Drawers were usually employed by shale miners or facemen rather than directly by oil companies. A drawer would load shale into hutches, perhaps move hutches to a collection point, and generally assist a miner. They were paid by the day but had to fill and draw a certain number of hutches in that time.

For some (often those with family connections in the shale mines) being a drawer was their first job in mining, others might start off at the pit bottom working as a pony driver or by attaching and detaching hutches from haulage chains. After working for several years as a Drawer they would normally progress to the position of miner / faceman with their own team of men working for them.

Wages & Working Hours

The Board of Trade Census of Wages of 1886, records that the average weekly wage of a shale miner's drawer was 25s 3d. The report states that "Nearly all miners and drawers worked about 46 to 49.5 hours per week, reckoned from bank to bank. Some worked 60 hours in 1885, but since then their hours of labour have been reduced to 48."
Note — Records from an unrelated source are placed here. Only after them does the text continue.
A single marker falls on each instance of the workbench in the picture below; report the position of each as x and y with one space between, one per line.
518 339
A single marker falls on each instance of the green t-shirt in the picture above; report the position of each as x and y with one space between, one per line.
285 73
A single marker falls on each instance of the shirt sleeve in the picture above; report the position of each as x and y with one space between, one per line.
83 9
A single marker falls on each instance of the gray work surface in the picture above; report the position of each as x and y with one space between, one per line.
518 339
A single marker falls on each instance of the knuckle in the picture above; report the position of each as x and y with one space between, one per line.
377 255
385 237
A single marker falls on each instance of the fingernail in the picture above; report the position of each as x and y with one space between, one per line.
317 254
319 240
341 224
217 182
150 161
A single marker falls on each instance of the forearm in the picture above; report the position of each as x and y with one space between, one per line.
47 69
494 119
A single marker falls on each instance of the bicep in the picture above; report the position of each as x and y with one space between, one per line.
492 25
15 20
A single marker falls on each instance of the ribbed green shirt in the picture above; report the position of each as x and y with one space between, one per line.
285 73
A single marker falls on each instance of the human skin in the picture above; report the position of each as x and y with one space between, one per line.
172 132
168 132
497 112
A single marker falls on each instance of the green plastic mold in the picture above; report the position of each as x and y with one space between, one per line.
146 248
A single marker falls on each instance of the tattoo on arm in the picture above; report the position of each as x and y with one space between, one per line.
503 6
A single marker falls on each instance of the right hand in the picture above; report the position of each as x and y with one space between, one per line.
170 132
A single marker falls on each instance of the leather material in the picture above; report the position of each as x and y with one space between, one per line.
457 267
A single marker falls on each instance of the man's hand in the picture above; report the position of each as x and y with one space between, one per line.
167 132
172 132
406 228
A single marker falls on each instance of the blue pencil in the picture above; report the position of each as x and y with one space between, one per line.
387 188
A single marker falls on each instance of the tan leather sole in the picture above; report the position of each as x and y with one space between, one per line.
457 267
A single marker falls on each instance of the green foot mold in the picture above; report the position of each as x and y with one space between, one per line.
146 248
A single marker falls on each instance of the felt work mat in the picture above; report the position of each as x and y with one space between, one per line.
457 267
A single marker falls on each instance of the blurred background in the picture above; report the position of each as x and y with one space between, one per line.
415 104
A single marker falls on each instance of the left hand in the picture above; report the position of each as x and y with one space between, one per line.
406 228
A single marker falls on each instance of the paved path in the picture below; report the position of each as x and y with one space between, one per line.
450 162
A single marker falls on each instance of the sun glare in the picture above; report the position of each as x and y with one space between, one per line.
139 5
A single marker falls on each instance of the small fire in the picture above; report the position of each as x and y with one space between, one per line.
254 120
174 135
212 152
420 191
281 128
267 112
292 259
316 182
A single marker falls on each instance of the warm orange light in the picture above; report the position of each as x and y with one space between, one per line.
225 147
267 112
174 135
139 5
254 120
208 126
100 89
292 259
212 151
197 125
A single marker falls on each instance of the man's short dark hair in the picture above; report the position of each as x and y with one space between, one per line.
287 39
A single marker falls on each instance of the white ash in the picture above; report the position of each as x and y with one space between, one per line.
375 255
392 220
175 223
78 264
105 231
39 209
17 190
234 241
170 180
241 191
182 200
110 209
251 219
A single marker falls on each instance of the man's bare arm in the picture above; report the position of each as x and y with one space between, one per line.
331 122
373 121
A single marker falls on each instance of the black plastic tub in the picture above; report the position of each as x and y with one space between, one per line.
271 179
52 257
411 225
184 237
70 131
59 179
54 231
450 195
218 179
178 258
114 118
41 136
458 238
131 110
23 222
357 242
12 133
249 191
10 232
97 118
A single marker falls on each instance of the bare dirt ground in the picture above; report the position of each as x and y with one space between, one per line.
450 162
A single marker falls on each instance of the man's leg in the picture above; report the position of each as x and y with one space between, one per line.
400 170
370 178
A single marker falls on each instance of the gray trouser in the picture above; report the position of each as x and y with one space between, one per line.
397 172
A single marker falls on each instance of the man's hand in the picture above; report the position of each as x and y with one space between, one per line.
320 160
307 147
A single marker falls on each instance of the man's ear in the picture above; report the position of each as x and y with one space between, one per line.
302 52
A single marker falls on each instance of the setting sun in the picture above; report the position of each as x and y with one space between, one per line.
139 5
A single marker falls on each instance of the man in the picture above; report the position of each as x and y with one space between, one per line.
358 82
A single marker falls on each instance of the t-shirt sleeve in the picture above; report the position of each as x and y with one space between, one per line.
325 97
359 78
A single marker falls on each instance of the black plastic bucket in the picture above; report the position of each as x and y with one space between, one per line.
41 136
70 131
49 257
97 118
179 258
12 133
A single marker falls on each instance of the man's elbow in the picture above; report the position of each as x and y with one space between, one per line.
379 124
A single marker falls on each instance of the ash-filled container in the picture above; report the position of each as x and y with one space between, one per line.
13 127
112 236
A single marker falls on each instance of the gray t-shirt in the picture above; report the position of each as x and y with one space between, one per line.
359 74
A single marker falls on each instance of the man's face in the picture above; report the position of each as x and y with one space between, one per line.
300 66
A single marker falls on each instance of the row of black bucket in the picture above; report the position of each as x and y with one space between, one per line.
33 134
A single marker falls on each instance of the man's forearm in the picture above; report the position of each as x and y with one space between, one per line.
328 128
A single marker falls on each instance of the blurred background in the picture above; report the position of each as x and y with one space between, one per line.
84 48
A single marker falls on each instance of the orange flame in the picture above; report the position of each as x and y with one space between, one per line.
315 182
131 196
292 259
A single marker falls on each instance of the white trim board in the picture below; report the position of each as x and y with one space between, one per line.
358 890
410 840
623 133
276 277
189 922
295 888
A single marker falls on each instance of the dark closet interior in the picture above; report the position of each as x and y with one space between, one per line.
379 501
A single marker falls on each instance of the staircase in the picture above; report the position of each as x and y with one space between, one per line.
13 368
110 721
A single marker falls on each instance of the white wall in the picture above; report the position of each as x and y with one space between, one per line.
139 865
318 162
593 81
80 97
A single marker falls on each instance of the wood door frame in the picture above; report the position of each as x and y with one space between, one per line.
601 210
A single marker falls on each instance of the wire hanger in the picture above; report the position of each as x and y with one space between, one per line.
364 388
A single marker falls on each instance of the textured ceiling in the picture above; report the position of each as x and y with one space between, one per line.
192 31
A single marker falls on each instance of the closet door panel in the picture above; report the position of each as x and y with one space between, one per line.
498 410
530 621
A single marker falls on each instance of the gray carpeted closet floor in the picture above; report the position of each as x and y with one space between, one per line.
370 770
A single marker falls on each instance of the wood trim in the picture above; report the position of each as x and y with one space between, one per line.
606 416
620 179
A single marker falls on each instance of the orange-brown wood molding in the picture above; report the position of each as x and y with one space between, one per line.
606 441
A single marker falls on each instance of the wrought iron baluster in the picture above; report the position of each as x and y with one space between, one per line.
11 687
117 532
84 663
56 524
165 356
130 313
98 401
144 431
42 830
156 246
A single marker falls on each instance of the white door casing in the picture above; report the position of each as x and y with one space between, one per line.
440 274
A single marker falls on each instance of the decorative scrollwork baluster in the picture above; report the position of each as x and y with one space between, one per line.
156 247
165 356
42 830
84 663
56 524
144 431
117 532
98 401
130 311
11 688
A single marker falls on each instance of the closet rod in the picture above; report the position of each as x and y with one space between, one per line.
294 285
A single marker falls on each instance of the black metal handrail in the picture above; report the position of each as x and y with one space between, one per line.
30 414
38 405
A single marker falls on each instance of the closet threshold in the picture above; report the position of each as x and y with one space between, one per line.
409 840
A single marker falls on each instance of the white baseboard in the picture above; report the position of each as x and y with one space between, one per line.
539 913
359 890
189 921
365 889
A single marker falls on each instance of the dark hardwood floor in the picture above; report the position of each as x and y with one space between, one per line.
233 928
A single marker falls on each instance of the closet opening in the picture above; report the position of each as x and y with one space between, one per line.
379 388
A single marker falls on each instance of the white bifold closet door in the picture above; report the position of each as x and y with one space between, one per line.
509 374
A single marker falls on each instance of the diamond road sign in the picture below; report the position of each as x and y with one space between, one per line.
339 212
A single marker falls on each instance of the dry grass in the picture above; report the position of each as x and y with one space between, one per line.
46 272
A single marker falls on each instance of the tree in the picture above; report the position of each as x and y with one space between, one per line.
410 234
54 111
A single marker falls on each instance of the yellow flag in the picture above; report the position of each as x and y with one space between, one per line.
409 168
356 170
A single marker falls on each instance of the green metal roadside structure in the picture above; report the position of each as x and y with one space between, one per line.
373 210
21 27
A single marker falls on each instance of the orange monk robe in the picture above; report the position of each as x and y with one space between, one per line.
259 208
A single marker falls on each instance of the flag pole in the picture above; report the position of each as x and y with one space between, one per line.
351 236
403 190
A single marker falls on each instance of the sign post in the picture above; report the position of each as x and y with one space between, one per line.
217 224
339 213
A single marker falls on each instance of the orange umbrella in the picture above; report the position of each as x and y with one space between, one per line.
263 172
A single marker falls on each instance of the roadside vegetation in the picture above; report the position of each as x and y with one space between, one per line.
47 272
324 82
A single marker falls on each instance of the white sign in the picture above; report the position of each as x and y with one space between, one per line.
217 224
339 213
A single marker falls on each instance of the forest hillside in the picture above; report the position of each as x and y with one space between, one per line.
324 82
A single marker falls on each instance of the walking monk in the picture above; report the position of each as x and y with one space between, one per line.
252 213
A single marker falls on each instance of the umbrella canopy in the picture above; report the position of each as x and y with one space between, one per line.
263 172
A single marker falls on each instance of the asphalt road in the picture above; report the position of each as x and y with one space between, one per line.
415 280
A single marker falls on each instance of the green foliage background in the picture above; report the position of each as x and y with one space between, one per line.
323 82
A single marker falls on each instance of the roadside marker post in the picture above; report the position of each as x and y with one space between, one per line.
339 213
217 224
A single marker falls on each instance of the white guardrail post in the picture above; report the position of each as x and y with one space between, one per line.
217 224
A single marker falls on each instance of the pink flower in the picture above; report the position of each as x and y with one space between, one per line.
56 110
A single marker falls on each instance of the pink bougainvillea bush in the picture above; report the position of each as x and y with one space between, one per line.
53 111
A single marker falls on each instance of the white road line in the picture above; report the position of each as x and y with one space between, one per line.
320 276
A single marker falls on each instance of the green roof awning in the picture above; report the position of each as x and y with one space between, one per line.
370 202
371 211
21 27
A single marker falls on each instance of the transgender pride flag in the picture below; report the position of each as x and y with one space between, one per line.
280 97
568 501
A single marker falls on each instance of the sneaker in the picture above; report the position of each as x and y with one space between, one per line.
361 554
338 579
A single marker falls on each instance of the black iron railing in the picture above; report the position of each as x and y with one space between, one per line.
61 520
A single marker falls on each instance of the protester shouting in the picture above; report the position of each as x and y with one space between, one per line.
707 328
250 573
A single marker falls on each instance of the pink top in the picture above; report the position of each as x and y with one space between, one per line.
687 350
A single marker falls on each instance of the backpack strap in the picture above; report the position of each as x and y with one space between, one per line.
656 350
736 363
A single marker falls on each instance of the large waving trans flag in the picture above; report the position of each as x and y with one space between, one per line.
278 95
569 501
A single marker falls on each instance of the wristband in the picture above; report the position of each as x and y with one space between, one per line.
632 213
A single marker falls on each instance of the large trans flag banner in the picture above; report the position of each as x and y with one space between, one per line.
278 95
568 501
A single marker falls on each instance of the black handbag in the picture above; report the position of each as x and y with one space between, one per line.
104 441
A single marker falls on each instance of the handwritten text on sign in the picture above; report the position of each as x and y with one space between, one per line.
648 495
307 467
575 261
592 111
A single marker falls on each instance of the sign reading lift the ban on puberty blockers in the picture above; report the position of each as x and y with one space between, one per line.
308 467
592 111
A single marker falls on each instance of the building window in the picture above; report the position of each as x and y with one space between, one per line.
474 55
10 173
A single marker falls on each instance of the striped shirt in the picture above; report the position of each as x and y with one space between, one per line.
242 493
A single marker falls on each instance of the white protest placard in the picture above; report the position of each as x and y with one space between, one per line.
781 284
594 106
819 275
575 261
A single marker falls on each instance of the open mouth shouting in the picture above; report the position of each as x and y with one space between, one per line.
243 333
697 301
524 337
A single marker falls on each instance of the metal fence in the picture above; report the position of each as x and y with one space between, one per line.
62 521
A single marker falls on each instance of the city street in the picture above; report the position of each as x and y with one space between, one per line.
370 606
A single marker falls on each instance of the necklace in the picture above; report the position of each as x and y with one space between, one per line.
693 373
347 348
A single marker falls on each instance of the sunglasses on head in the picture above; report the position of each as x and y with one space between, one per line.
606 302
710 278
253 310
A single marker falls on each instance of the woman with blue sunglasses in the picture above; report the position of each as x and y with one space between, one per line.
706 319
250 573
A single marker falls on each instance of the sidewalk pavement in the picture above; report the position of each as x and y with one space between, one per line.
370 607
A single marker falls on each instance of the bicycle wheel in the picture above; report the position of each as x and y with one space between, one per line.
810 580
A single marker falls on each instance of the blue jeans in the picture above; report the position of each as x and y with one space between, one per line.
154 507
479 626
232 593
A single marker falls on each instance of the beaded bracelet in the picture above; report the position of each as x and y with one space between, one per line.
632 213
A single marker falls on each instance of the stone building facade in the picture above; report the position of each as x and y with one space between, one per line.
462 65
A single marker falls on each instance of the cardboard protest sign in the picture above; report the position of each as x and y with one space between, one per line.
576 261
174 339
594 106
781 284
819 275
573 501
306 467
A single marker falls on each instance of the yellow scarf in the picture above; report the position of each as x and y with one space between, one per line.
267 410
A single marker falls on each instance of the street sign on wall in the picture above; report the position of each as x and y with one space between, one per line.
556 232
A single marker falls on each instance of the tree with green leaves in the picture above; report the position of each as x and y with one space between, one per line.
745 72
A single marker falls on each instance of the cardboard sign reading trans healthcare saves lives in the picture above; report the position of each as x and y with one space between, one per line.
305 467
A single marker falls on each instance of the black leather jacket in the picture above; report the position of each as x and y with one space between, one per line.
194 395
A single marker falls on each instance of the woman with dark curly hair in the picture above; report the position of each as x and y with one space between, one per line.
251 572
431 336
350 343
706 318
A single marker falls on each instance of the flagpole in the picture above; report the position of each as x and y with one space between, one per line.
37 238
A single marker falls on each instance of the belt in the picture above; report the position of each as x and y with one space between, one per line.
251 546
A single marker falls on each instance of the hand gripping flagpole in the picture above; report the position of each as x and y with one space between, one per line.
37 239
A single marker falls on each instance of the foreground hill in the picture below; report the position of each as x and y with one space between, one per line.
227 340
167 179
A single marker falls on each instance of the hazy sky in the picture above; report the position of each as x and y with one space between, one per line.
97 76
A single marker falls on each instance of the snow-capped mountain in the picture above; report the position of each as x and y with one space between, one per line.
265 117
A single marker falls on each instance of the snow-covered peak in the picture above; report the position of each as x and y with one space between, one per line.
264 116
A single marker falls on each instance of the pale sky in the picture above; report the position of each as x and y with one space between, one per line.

In 1925, the Report of a Court of Investigation Concerning the Wages Position in the Scottish Shale Oil Industry, records that an average 5.46 day week was worked with around 7.5 hours per day spent underground. Average weekly earnings were £2 15s 0d.

By 1958, an Agreement Between the Scottish Shale Oil Companies and the National Union of Shale Miners & Oil Workers records that drawers earned a minimum of 32s 6d per shift although, as piece workers, their actual earnings were normally considerably higher. They worked an average of 40.5 hours per week over an 11 day fortnight.